Neuer MS SQL Server verwaltet hunderte Terabyte

Entwicklung Der Software-Konzern Microsoft hat eine neue Version seines Datenbanksystems SQL Server angekündigt. Diese wird momentan unter dem Codenamen Kilimanjaro entwickelt und soll in der ersten Jahreshälfte 2010 auf den Markt kommen. Einer der Kernbestandteile ist Gemini, ein Self-Service-Feature, dass die Entwicklung von Anwendungen auf Basis des SQL Servers deutlich erleichtern soll. Das Datenbanksystem soll damit Informationen aus verschiedenen Quellen zusammenführen, auswerten und beispielsweise über ein SharePoint-Portal präsentieren können.

Nutzer werden dabei außerdem auf Unified Communications-Technologien zurückgreifen können. Diese lässt Microsoft aus dem Office Communications Server in Kilimanjaro einfließen. Anwender erhalten so die Möglichkeit, die Ergebnisse ihrer Gemini-Applikationen an Kontakte weiterzugeben und sich mit diesen beispielsweise direkt über die aktuelle Entwicklung der Geschäftszahlen auszutauschen.
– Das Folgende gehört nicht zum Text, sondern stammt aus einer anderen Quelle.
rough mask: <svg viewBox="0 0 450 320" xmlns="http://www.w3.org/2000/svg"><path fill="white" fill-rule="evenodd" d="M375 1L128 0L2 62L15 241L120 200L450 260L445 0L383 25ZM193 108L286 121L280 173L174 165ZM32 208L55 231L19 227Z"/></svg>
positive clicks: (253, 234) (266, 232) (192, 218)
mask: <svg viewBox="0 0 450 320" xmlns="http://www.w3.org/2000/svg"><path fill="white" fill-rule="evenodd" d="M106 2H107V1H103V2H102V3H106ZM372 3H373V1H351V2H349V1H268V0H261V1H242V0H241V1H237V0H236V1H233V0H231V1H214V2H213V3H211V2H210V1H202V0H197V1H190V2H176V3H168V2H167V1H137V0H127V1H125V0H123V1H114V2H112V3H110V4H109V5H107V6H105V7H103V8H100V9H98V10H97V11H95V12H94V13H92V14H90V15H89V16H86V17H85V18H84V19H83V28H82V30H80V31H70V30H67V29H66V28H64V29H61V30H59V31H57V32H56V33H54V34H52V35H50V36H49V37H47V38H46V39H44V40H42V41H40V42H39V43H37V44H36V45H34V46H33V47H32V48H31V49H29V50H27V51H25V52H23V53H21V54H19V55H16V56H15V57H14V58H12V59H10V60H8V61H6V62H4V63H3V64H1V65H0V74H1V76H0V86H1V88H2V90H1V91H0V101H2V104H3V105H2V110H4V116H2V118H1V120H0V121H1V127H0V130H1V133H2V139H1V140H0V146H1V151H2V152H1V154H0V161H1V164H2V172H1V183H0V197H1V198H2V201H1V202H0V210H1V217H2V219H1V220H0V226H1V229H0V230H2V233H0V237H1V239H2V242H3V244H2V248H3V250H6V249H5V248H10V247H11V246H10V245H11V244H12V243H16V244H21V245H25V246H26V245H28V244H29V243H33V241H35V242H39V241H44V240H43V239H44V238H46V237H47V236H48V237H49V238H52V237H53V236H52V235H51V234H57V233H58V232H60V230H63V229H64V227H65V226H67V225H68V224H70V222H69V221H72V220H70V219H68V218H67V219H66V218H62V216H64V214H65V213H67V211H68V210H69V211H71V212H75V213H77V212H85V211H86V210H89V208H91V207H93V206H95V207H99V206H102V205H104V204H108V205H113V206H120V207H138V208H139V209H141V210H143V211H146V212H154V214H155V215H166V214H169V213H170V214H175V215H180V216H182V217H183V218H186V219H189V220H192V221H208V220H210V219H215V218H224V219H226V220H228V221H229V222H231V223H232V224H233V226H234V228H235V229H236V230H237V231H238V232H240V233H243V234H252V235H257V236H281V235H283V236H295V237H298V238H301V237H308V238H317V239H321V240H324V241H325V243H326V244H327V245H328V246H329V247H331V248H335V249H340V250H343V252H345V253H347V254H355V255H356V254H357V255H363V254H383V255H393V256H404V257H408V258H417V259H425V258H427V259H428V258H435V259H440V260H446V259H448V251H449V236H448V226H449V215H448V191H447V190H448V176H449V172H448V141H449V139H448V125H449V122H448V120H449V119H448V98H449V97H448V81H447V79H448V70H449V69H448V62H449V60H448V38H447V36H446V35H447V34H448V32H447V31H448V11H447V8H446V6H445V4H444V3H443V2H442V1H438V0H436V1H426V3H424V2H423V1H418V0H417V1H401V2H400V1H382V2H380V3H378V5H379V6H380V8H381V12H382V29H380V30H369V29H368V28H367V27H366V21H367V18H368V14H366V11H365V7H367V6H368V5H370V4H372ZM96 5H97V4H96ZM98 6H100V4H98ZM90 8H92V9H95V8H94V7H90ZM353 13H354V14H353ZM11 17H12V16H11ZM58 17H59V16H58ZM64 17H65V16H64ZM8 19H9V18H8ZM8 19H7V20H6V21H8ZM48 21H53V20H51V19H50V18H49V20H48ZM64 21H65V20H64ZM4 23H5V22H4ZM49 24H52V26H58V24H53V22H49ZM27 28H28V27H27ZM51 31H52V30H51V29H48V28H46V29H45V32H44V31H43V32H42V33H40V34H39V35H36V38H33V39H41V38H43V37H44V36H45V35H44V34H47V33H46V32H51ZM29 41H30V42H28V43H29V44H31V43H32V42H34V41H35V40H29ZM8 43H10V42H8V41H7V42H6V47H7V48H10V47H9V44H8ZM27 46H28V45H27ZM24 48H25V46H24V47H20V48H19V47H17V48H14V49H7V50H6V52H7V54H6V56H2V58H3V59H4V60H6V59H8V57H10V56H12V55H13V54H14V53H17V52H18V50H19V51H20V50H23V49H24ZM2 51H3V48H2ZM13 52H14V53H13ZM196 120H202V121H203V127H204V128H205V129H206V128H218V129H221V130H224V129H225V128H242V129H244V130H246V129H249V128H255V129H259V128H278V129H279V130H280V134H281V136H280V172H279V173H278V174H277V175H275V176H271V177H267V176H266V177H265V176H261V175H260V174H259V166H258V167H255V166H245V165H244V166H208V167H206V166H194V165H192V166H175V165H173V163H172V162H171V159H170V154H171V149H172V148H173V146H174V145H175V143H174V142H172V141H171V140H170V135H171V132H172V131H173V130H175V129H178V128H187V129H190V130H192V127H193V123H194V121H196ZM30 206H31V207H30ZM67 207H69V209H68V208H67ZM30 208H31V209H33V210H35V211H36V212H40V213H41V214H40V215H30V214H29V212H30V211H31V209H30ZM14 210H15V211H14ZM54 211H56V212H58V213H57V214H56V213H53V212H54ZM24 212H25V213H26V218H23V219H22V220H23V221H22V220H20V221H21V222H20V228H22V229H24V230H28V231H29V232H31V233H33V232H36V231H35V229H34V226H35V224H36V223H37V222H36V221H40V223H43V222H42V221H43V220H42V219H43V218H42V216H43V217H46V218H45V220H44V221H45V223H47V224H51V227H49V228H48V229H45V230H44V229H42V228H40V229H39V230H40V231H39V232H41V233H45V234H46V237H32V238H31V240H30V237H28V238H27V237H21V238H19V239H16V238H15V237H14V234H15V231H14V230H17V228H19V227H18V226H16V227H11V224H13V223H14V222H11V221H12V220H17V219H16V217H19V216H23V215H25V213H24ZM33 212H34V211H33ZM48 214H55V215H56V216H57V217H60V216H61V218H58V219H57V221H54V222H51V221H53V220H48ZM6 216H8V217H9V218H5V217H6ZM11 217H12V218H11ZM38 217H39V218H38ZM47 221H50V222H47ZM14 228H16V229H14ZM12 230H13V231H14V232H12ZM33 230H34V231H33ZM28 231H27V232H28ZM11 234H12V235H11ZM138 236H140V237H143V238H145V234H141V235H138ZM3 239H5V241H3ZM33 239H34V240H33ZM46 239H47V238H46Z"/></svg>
Weiterhin ist eine Anbindung Geminis an Excel vorgesehen. Die Tabellenkalkulation kann so als Client für die Arbeit mit den Datenbankstrukturen genutzt werden. Damit konzentriert sich Microsoft bei dem kommenden Release auf die Business Intelligence-Funktionen seines Produkts.

Microsoft sieht in Gemini einen wichtigen Schritt, die Arbeit mit Daten in einem Unternehmen konsistenter zu gestalten. Anwender würden so einen leichteren Zugriff auf Daten erhalten und können diese einfacher weiterverarbeiten. Andererseits erhält die IT-Abteilung eine bessere Kontrolle darüber, welcher Nutzer auf welche Daten zugreift und an wen sie in welcher Form weitergegeben werden, erklärte Fausto Ibarra, leitender Produktmanager des SQL Servers.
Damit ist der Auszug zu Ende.